Qu’impliquait le fait que la France soit engagée dans le conflit ?
Nous véhiculons l'image du Français, plus ou moins assimilé à l'armée et à la mission « Sangaris ». L'armée, c'est la première autorité, c'est une image forte. Et puis, parfois, les civils en ont simplement marre d'être pris en photo. Dans un camps de réfugiés où nous sommes allés, près de l'aéroport, les habitants nous disaient : « on a marre des photos, on veut manger ».
Famille vivant dans un avion dans un camp de réfugiés © Sébatien Duijndam
Que pensez-vous du traitement du conflit en Centrafrique dans la presse française ?
Il s'agit d'un traitement factuel des différents évènements. Je dirais que ce qui me choque, c'est la simplification du conflit, souvent résumé en une division entre musulmans et chrétiens. Un imam et un aumônier, que nous avons interviewé, nous disaient que ce n'était pas un conflit religieux.
En définitive, l'information est arrivée à nous à partir du massacre des musulmans. Le début, lorsque les Séléka (à majorité musulmane) venus du Nord ont attaqué les anti-balaka, très peu de médias en ont parlé.
Comment définiriez-vous la situation actuelle ?
Le conflit, assez lourd, a laissé la place aujourd'hui à des violences isolées, urbaines. Cette situation n'est pas évidente à résorber. Bien sûr, ça va mieux, la situation est celle d'un maintien de la paix.
Avec les élections qui vont s'organiser, la question d'un nouveau pouvoir va se poser, tout comme sa légitimité. Beaucoup de musulmans sont partis, parfois avec l'aide de l'armée tchadienne.
Le vivre ensemble avait bien fonctionné, mais le problème vient de l'exacerbation après des combats de guerre civile ayant transformé des voisins, amis, en ennemis. Cela laisse forcément beaucoup de traces dans la société.
Homme attaqué à la machette © Sébatien Duijndam
Y a t-il d'autres conflits que vous souhaiteriez couvrir ?

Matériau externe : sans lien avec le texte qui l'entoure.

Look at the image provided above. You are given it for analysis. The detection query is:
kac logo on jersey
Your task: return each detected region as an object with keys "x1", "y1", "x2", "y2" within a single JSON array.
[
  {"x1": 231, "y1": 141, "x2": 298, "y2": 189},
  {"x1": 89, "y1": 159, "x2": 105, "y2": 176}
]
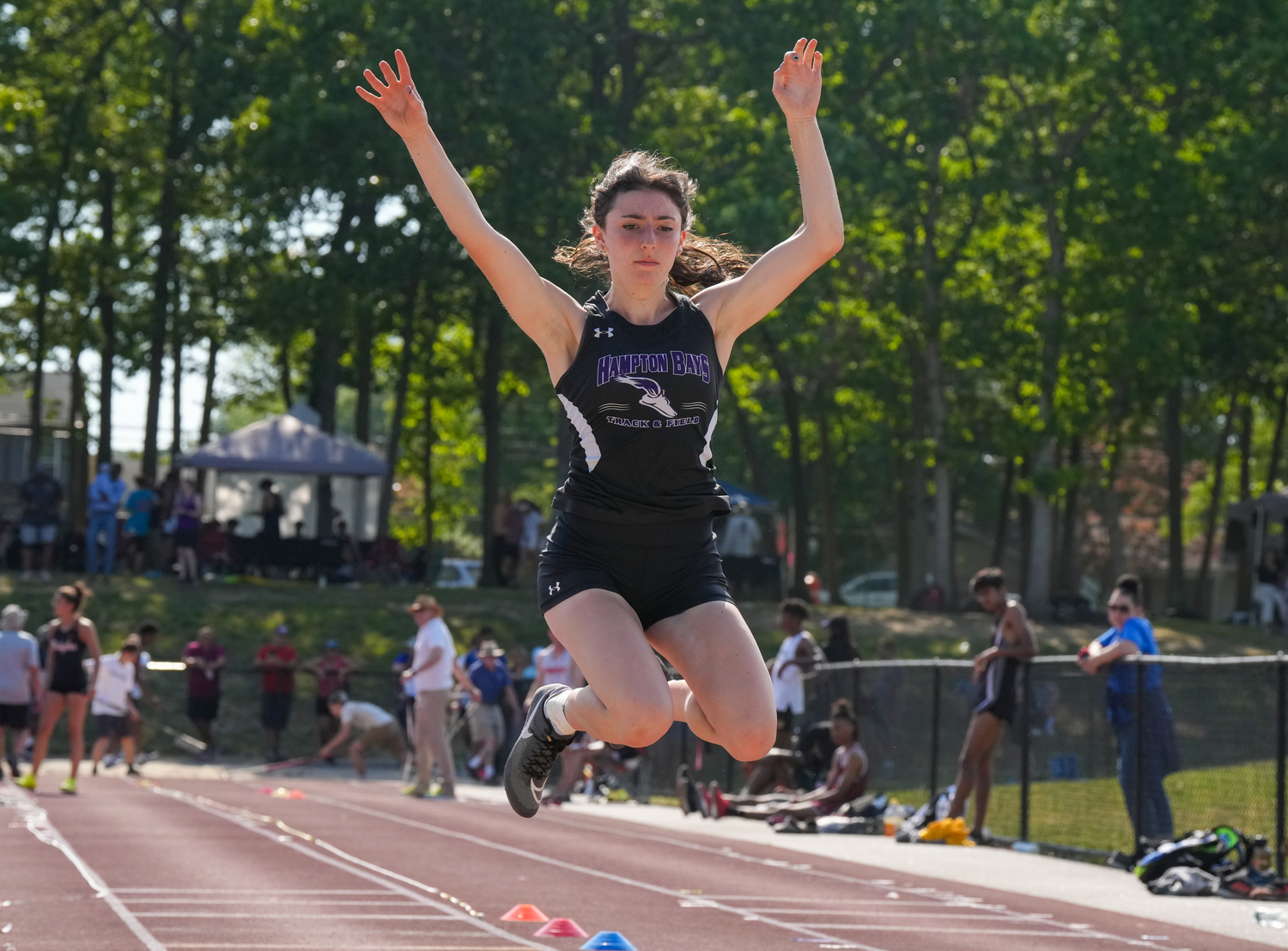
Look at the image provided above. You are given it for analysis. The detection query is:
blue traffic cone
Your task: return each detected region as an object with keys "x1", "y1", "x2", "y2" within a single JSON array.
[{"x1": 581, "y1": 932, "x2": 636, "y2": 951}]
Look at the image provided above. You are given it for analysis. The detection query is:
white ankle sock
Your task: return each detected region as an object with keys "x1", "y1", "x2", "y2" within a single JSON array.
[{"x1": 545, "y1": 690, "x2": 577, "y2": 736}]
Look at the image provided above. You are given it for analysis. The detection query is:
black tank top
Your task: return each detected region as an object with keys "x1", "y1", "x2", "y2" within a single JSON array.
[
  {"x1": 554, "y1": 294, "x2": 729, "y2": 524},
  {"x1": 49, "y1": 621, "x2": 88, "y2": 693}
]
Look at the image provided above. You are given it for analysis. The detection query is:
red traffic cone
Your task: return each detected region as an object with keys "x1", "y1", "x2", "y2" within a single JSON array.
[
  {"x1": 535, "y1": 918, "x2": 590, "y2": 938},
  {"x1": 501, "y1": 905, "x2": 550, "y2": 922}
]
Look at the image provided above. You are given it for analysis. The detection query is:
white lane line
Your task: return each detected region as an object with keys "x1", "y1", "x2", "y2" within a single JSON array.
[
  {"x1": 134, "y1": 912, "x2": 456, "y2": 922},
  {"x1": 297, "y1": 793, "x2": 884, "y2": 951},
  {"x1": 112, "y1": 888, "x2": 389, "y2": 899},
  {"x1": 0, "y1": 780, "x2": 167, "y2": 951},
  {"x1": 528, "y1": 816, "x2": 1175, "y2": 951},
  {"x1": 149, "y1": 783, "x2": 558, "y2": 951},
  {"x1": 118, "y1": 889, "x2": 412, "y2": 909}
]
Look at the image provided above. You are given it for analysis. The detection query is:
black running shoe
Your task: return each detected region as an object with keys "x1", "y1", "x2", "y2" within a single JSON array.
[{"x1": 505, "y1": 683, "x2": 574, "y2": 819}]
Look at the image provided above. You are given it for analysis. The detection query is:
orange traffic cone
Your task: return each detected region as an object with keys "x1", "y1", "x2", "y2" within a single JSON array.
[{"x1": 501, "y1": 905, "x2": 550, "y2": 922}]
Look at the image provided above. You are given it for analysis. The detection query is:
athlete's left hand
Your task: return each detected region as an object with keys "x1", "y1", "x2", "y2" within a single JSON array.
[{"x1": 775, "y1": 36, "x2": 823, "y2": 122}]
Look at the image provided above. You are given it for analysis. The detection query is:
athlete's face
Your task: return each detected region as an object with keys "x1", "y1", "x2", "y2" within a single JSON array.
[
  {"x1": 975, "y1": 588, "x2": 1006, "y2": 614},
  {"x1": 594, "y1": 188, "x2": 684, "y2": 284}
]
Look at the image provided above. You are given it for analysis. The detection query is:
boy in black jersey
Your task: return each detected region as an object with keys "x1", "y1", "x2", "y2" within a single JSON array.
[{"x1": 358, "y1": 33, "x2": 845, "y2": 816}]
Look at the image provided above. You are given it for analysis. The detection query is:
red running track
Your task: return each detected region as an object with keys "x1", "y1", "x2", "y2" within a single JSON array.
[{"x1": 0, "y1": 778, "x2": 1246, "y2": 951}]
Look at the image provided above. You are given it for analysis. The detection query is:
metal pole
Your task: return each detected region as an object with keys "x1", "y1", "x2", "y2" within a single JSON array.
[
  {"x1": 930, "y1": 657, "x2": 939, "y2": 803},
  {"x1": 1275, "y1": 651, "x2": 1288, "y2": 878},
  {"x1": 1133, "y1": 663, "x2": 1145, "y2": 848},
  {"x1": 1020, "y1": 662, "x2": 1033, "y2": 842}
]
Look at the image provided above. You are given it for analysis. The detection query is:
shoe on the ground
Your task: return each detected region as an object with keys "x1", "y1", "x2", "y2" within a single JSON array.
[
  {"x1": 504, "y1": 683, "x2": 574, "y2": 819},
  {"x1": 693, "y1": 783, "x2": 711, "y2": 819},
  {"x1": 675, "y1": 763, "x2": 693, "y2": 816},
  {"x1": 708, "y1": 780, "x2": 729, "y2": 819}
]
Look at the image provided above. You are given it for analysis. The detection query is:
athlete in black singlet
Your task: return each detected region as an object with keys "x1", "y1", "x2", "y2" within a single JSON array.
[
  {"x1": 18, "y1": 582, "x2": 100, "y2": 793},
  {"x1": 358, "y1": 39, "x2": 845, "y2": 816},
  {"x1": 948, "y1": 567, "x2": 1038, "y2": 840}
]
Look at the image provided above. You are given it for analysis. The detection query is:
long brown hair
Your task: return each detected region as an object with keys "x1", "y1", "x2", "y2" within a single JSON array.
[{"x1": 556, "y1": 152, "x2": 752, "y2": 294}]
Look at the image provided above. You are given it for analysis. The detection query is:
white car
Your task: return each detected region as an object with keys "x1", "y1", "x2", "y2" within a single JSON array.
[
  {"x1": 840, "y1": 572, "x2": 899, "y2": 608},
  {"x1": 434, "y1": 559, "x2": 483, "y2": 588}
]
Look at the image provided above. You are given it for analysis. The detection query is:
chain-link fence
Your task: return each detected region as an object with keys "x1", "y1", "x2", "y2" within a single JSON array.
[
  {"x1": 35, "y1": 655, "x2": 1288, "y2": 869},
  {"x1": 631, "y1": 655, "x2": 1288, "y2": 863}
]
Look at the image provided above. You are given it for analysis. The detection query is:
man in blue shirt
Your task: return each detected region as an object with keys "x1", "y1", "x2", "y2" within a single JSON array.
[
  {"x1": 466, "y1": 641, "x2": 519, "y2": 783},
  {"x1": 1078, "y1": 575, "x2": 1180, "y2": 847},
  {"x1": 85, "y1": 462, "x2": 125, "y2": 575}
]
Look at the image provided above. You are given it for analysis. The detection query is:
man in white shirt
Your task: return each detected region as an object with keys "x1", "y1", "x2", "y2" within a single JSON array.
[
  {"x1": 90, "y1": 634, "x2": 139, "y2": 776},
  {"x1": 0, "y1": 605, "x2": 41, "y2": 778},
  {"x1": 402, "y1": 595, "x2": 456, "y2": 799},
  {"x1": 319, "y1": 690, "x2": 407, "y2": 780}
]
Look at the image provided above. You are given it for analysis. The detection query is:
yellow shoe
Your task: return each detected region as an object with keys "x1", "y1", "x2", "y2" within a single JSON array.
[{"x1": 917, "y1": 819, "x2": 961, "y2": 842}]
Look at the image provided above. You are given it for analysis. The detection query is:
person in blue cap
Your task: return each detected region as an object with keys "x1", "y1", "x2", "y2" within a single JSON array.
[{"x1": 1078, "y1": 574, "x2": 1180, "y2": 845}]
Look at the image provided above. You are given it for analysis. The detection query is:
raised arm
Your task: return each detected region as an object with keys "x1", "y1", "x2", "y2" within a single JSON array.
[
  {"x1": 693, "y1": 39, "x2": 845, "y2": 364},
  {"x1": 358, "y1": 50, "x2": 585, "y2": 382}
]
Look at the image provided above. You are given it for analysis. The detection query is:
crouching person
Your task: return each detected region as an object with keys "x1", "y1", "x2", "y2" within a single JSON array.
[{"x1": 319, "y1": 690, "x2": 407, "y2": 778}]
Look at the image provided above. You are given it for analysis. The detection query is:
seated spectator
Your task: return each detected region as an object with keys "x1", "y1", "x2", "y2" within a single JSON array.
[
  {"x1": 319, "y1": 690, "x2": 407, "y2": 780},
  {"x1": 822, "y1": 614, "x2": 862, "y2": 664},
  {"x1": 698, "y1": 700, "x2": 868, "y2": 820}
]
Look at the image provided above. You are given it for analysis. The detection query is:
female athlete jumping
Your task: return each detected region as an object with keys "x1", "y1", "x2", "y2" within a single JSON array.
[{"x1": 358, "y1": 33, "x2": 844, "y2": 816}]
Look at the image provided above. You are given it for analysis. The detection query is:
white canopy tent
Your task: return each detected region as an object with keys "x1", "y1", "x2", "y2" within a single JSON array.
[{"x1": 180, "y1": 413, "x2": 386, "y2": 539}]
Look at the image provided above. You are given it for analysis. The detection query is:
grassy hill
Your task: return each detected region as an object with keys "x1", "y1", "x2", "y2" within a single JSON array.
[{"x1": 0, "y1": 577, "x2": 1285, "y2": 668}]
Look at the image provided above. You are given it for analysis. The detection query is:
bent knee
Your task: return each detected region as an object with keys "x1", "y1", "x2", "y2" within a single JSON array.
[
  {"x1": 612, "y1": 696, "x2": 675, "y2": 748},
  {"x1": 720, "y1": 716, "x2": 778, "y2": 763}
]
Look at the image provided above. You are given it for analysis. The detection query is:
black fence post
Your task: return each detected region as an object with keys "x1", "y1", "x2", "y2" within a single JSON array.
[
  {"x1": 1020, "y1": 660, "x2": 1033, "y2": 842},
  {"x1": 1133, "y1": 662, "x2": 1145, "y2": 848},
  {"x1": 930, "y1": 657, "x2": 939, "y2": 803},
  {"x1": 1275, "y1": 651, "x2": 1288, "y2": 878}
]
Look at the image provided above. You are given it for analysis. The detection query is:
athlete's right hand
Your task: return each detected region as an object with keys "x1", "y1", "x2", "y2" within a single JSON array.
[{"x1": 357, "y1": 50, "x2": 429, "y2": 139}]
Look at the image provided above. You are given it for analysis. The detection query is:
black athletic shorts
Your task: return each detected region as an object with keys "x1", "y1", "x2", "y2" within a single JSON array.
[
  {"x1": 538, "y1": 512, "x2": 733, "y2": 631},
  {"x1": 188, "y1": 696, "x2": 219, "y2": 724},
  {"x1": 0, "y1": 704, "x2": 31, "y2": 730},
  {"x1": 259, "y1": 690, "x2": 295, "y2": 730}
]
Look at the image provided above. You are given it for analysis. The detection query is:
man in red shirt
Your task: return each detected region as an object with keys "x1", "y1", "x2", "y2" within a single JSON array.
[
  {"x1": 255, "y1": 624, "x2": 296, "y2": 763},
  {"x1": 183, "y1": 628, "x2": 224, "y2": 762}
]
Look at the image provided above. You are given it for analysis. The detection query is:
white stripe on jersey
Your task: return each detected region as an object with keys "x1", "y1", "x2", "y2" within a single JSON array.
[{"x1": 556, "y1": 394, "x2": 603, "y2": 472}]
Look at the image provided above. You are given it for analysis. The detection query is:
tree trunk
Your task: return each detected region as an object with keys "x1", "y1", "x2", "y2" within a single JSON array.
[
  {"x1": 170, "y1": 320, "x2": 183, "y2": 469},
  {"x1": 894, "y1": 459, "x2": 914, "y2": 608},
  {"x1": 27, "y1": 215, "x2": 58, "y2": 472},
  {"x1": 277, "y1": 343, "x2": 295, "y2": 410},
  {"x1": 1200, "y1": 398, "x2": 1231, "y2": 618},
  {"x1": 729, "y1": 394, "x2": 768, "y2": 495},
  {"x1": 376, "y1": 282, "x2": 420, "y2": 538},
  {"x1": 927, "y1": 325, "x2": 955, "y2": 606},
  {"x1": 1236, "y1": 400, "x2": 1257, "y2": 611},
  {"x1": 1060, "y1": 435, "x2": 1082, "y2": 595},
  {"x1": 1163, "y1": 379, "x2": 1187, "y2": 611},
  {"x1": 818, "y1": 409, "x2": 841, "y2": 605},
  {"x1": 197, "y1": 333, "x2": 223, "y2": 445},
  {"x1": 479, "y1": 304, "x2": 507, "y2": 587},
  {"x1": 97, "y1": 168, "x2": 116, "y2": 473},
  {"x1": 1267, "y1": 384, "x2": 1288, "y2": 492},
  {"x1": 67, "y1": 347, "x2": 89, "y2": 530},
  {"x1": 353, "y1": 317, "x2": 374, "y2": 445},
  {"x1": 992, "y1": 456, "x2": 1015, "y2": 567},
  {"x1": 143, "y1": 63, "x2": 185, "y2": 480}
]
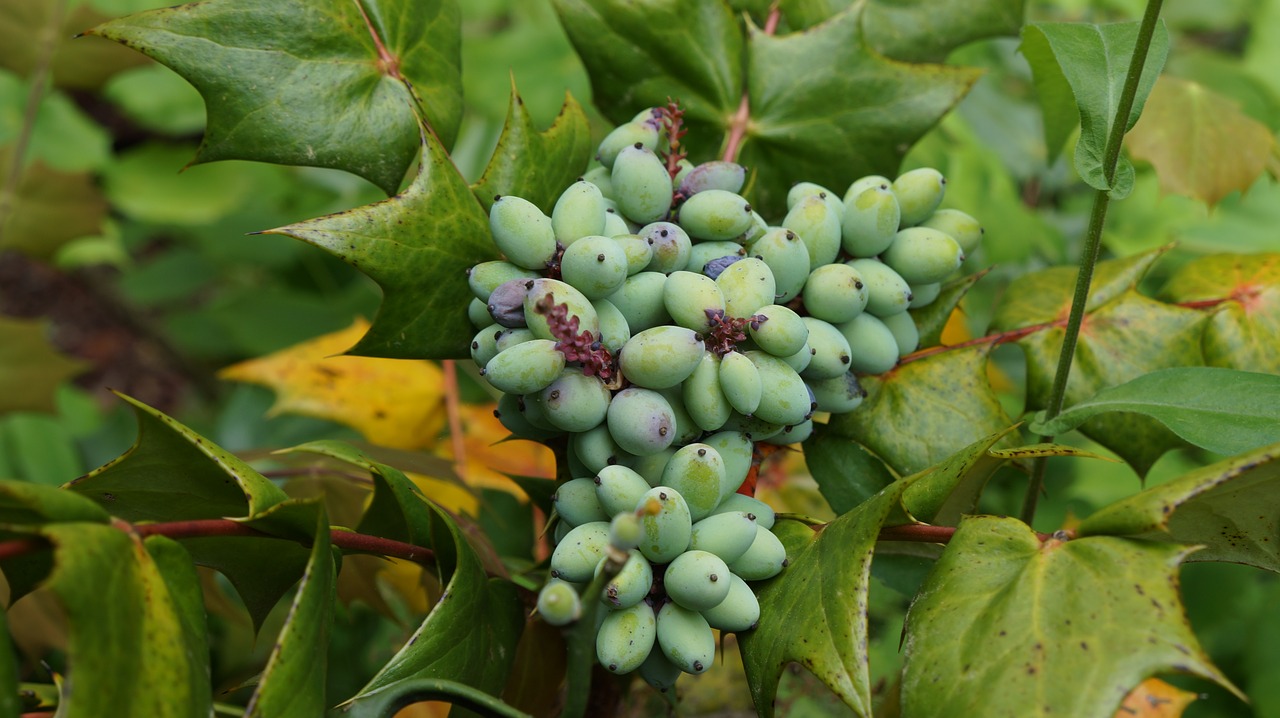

La problématique syrienne m'intéresse, mais il me semble que c'est le pire conflit qui a lieu depuis très longtemps, qui va vraiment loin dans l'horreur. Ce type de reportage pose la question de l'éthique et du témoignage. Au bout d'un moment, on se demande : mais je sers à quoi, pourquoi je suis là ?
Que pensez-vous des journalistes « embarqués », qui suivent l'armée ?
L'armée a l'habitude des journalistes. Cela se passe bien en général. Après c'est vrai que ça oriente sûrement un peu le regard, même si en Centrafrique l'armée a un parti pris de neutralité.
Entre vidéo et photo, quelle différence dans le traitement ?
Quand on filme, on pense montage ; mais aussi prise de vue, de son. J'ai parfois l'impression que mon cerveau se scinde en deux quand je filme. Avec une vidéo, il est possible de dire ce que l'on veut, de la transformer à l'infini. Je ne me considère pas comme journaliste, et l'usage de la voix-off me semblait difficile à mettre en place pour un montage d'une situation d'urgence.
Enfant souffrant de malnutrition extrême © Sébatien Duijndam
Quels sont vos projets pour la suite ?
Je travaille avec l'INREES (Institut de Recherche sur les Expériences Extraordinaires), sur un documentaire. Depuis deux ans et demi, nous suivons une personne qui ne sent pas bien dans son corps. Elle teste plusieurs techniques, comme l'hypnose, pour l'aider à se retrouver. J'avais déjà travaillé avec eux, pour un documentaire sur la compassion notamment.
Sinon, ma galeriste prépare une exposition collective à l'espace Commines où j’exposerai des images qui appartiennent plutôt au domaine de l'abstrait.
Il y a encore un autre projet qui me tient à cœur : « France ». Avec un ami, nous sommes allés à la rencontre des Français pendant un mois. Nous leur avons demandé comment ils définiraient le sentiment d'être français, en trouvant un mot pour chaque lettre de « France ». Les réponses sont toutes différentes, ce qui montre que les problématiques changent énormément en fonction des territoires, que la France est un pays « traversé ». Le débat sur l'identité nationale, sans la pollution politique, je trouve cela passionnant.